You have no information relating the current in one to the current in the other.
The graphs show a range of currents and voltages for each.
Can you find a point on the upper line and a point on the lower line such that the power dissipated is greater for the upper line? Is there anything in the question statement that rules out this combination of points?
Can you find a point on the upper line and a point on the lower line such that the power dissipated is greater for the lower line? Is there anything in the question statement that rules out that combination of points?

 

[shihab-kol]

I am sorry guys . It seems the person who have me this question had got something wrong.
Actually,the wire is the same, there has been no change in length or area.
So the graphs are of the same wire of same length,same area except temperature.
In that case,perhaps the first post should do.
I am pretty sorry for all this trouble.

 

[haruspex]

I am sorry guys . It seems the person who have me this question had got something wrong.
Actually,the wire is the same, there has been no change in length or area.
So the graphs are of the same wire of same length,same area except temperature.
In that case,perhaps the first post should do.
I am pretty sorry for all this trouble.

Ok, except that as I wrote in post #6 the graphs should not be straight. As the current increases more power will be dissipated, raising the temperature of the wire for the same ambient temperature.

 

[Windadct]

"the wire is the same, there has been no change in length or area." Now this is simple...

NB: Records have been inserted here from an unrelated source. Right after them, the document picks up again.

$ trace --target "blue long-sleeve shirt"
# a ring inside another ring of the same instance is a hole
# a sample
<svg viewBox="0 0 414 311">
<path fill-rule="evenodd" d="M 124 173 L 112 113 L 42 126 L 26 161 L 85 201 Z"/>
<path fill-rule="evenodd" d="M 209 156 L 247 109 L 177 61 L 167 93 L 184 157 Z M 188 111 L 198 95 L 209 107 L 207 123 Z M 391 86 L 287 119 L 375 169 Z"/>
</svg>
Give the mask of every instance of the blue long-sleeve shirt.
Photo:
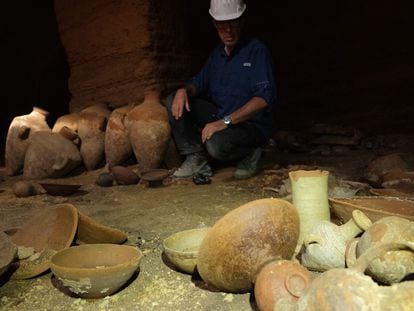
<svg viewBox="0 0 414 311">
<path fill-rule="evenodd" d="M 220 44 L 190 82 L 201 96 L 217 106 L 219 117 L 232 113 L 254 96 L 263 98 L 267 103 L 266 109 L 248 122 L 254 123 L 265 137 L 270 137 L 276 87 L 270 53 L 263 43 L 243 38 L 230 56 Z"/>
</svg>

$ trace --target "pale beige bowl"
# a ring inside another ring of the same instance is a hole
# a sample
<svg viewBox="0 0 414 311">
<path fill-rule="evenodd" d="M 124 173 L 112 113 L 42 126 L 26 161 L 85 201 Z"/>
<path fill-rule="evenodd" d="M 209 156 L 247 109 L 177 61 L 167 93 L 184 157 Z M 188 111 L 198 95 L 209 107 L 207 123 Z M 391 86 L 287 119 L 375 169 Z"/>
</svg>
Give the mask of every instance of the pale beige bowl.
<svg viewBox="0 0 414 311">
<path fill-rule="evenodd" d="M 118 291 L 138 269 L 141 251 L 132 246 L 86 244 L 55 254 L 50 268 L 62 285 L 82 298 Z"/>
<path fill-rule="evenodd" d="M 198 249 L 210 228 L 177 232 L 164 240 L 164 253 L 179 270 L 192 274 L 197 264 Z"/>
</svg>

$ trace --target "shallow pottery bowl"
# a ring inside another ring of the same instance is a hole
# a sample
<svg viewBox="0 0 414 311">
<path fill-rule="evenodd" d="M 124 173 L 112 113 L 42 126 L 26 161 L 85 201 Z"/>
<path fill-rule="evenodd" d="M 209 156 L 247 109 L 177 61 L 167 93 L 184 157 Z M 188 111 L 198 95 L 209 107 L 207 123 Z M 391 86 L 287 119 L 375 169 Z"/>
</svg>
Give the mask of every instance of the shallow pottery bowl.
<svg viewBox="0 0 414 311">
<path fill-rule="evenodd" d="M 133 246 L 86 244 L 56 253 L 51 270 L 62 285 L 82 298 L 118 291 L 138 269 L 142 252 Z"/>
<path fill-rule="evenodd" d="M 75 193 L 82 185 L 77 184 L 57 184 L 39 183 L 47 194 L 54 196 L 67 196 Z"/>
<path fill-rule="evenodd" d="M 121 244 L 128 239 L 128 236 L 121 230 L 100 224 L 79 211 L 78 218 L 76 234 L 76 243 L 78 244 Z"/>
<path fill-rule="evenodd" d="M 190 229 L 174 233 L 164 240 L 164 253 L 181 271 L 194 272 L 198 249 L 207 234 L 209 227 Z"/>
<path fill-rule="evenodd" d="M 404 192 L 393 188 L 371 188 L 369 192 L 377 196 L 414 200 L 414 193 Z"/>
<path fill-rule="evenodd" d="M 414 201 L 397 197 L 372 196 L 329 199 L 332 212 L 343 222 L 352 218 L 352 211 L 358 209 L 375 222 L 383 217 L 398 216 L 414 221 Z"/>
<path fill-rule="evenodd" d="M 68 248 L 78 226 L 78 211 L 72 204 L 58 204 L 35 212 L 10 239 L 18 247 L 33 249 L 33 255 L 19 261 L 12 279 L 28 279 L 50 267 L 50 258 Z"/>
</svg>

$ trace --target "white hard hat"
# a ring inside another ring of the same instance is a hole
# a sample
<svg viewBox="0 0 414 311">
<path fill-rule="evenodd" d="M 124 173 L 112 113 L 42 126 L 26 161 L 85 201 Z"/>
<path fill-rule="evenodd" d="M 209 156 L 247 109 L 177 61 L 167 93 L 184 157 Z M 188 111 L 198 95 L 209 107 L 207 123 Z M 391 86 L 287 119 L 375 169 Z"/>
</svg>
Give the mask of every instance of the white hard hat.
<svg viewBox="0 0 414 311">
<path fill-rule="evenodd" d="M 239 18 L 244 10 L 243 0 L 211 0 L 208 12 L 216 21 L 225 21 Z"/>
</svg>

Conventional wire has Positive Temperature Coefficient - so wire with higher temp has higher resistance, #2.

A sufficiently large wire could negligible heating due to current over this range - so without additional data IMO heating due to the current should not be included in this analysis.

 

[David Lewis]

As the current increases more power will be dissipated, raising the temperature of the wire for the same ambient temperature.

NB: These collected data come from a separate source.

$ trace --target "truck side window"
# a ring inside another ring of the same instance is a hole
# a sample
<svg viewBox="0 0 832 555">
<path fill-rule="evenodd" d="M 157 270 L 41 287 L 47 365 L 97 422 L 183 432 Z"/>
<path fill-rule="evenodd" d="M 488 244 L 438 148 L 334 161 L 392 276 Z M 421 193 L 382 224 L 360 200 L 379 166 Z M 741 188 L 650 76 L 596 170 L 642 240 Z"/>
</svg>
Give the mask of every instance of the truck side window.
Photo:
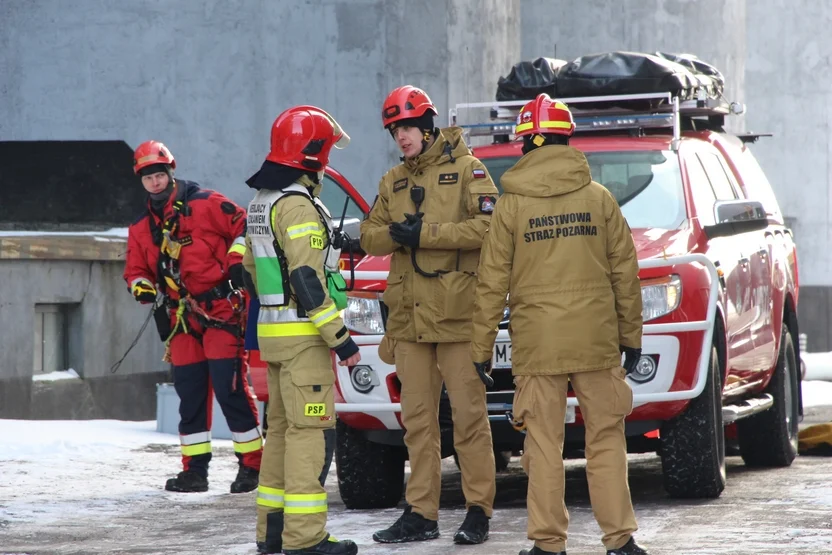
<svg viewBox="0 0 832 555">
<path fill-rule="evenodd" d="M 714 188 L 717 200 L 735 200 L 737 192 L 731 186 L 728 176 L 725 173 L 725 168 L 716 154 L 699 153 L 696 155 L 699 161 L 702 162 L 705 171 L 708 173 L 708 179 Z"/>
<path fill-rule="evenodd" d="M 337 181 L 328 175 L 324 175 L 324 181 L 321 184 L 321 202 L 329 209 L 335 225 L 338 225 L 338 222 L 341 221 L 341 213 L 344 210 L 346 200 L 347 192 L 341 188 Z M 347 218 L 354 218 L 359 221 L 364 219 L 364 213 L 352 198 L 350 198 L 347 205 Z"/>
<path fill-rule="evenodd" d="M 699 162 L 699 157 L 689 156 L 685 158 L 685 168 L 687 169 L 688 184 L 691 195 L 693 196 L 693 204 L 696 206 L 696 215 L 699 217 L 699 222 L 702 225 L 713 225 L 716 223 L 716 219 L 714 218 L 716 195 L 714 194 L 708 175 Z"/>
</svg>

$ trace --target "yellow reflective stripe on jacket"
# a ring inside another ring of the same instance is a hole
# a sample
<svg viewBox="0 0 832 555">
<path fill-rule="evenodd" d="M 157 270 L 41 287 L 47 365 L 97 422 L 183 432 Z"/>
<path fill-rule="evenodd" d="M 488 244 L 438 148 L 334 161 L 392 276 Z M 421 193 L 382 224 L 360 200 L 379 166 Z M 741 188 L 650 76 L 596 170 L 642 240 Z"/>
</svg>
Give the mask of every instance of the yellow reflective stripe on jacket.
<svg viewBox="0 0 832 555">
<path fill-rule="evenodd" d="M 231 243 L 231 248 L 228 249 L 228 254 L 236 253 L 236 254 L 245 254 L 246 253 L 246 239 L 245 237 L 237 237 L 234 239 L 234 242 Z"/>
<path fill-rule="evenodd" d="M 324 493 L 287 493 L 284 512 L 288 514 L 325 513 L 327 510 Z"/>
<path fill-rule="evenodd" d="M 154 288 L 154 287 L 153 287 L 153 284 L 152 284 L 152 283 L 150 283 L 150 280 L 149 280 L 149 279 L 146 279 L 146 278 L 140 277 L 140 278 L 136 278 L 136 279 L 134 279 L 134 280 L 130 283 L 130 292 L 132 293 L 133 291 L 135 291 L 135 290 L 136 290 L 136 286 L 137 286 L 137 285 L 139 285 L 139 284 L 142 284 L 142 285 L 147 285 L 147 286 L 148 286 L 148 287 L 150 287 L 151 289 L 153 289 L 153 288 Z"/>
<path fill-rule="evenodd" d="M 282 489 L 257 486 L 257 504 L 273 509 L 282 509 L 283 493 Z"/>
<path fill-rule="evenodd" d="M 316 314 L 315 316 L 313 316 L 311 318 L 311 320 L 312 320 L 312 323 L 315 324 L 315 327 L 320 328 L 321 326 L 323 326 L 327 322 L 331 322 L 331 321 L 335 320 L 338 317 L 339 314 L 340 314 L 340 312 L 338 311 L 337 308 L 335 308 L 335 304 L 333 304 L 332 306 L 330 306 L 328 309 L 324 310 L 320 314 Z"/>
<path fill-rule="evenodd" d="M 247 432 L 231 432 L 231 439 L 236 443 L 246 443 L 260 437 L 260 430 L 252 428 Z"/>
<path fill-rule="evenodd" d="M 207 455 L 211 452 L 211 442 L 197 443 L 196 445 L 183 445 L 182 454 L 186 457 L 194 457 L 196 455 Z"/>
<path fill-rule="evenodd" d="M 305 335 L 321 335 L 312 322 L 297 322 L 293 324 L 257 324 L 258 337 L 293 337 Z"/>
<path fill-rule="evenodd" d="M 300 239 L 301 237 L 306 237 L 307 235 L 320 236 L 323 234 L 324 232 L 317 222 L 304 222 L 302 224 L 291 225 L 286 228 L 286 235 L 289 236 L 289 239 Z"/>
</svg>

Good point but sometimes these graphs ignore the time dimension and just show the static resistance. That is, if you apply a voltage to a wire of a given temperature, what is the initial current before the current heats up the wire further?

 

[kuruman]

I think folks read into this question more than there is. I agree that in general the graphs should not be straight if a wide range of currents and voltages are shown on the graph. However, the scale is not shown so the graphs could be straight, if say the voltage range is 0 - 1 mV. I think the point of the problem is, "given that the graphs are straight lines, how do the temperatures of the wires compare?" The answer is it depends: If the wires are connected to the same battery in parallel, then the wire with the lower resistance dissipates more power (P = V²/R); if they are connected to the same battery in series, then the wire with higher resistance dissipates more power (P = I ²R); if they are connected separately to different batteries, anything goes.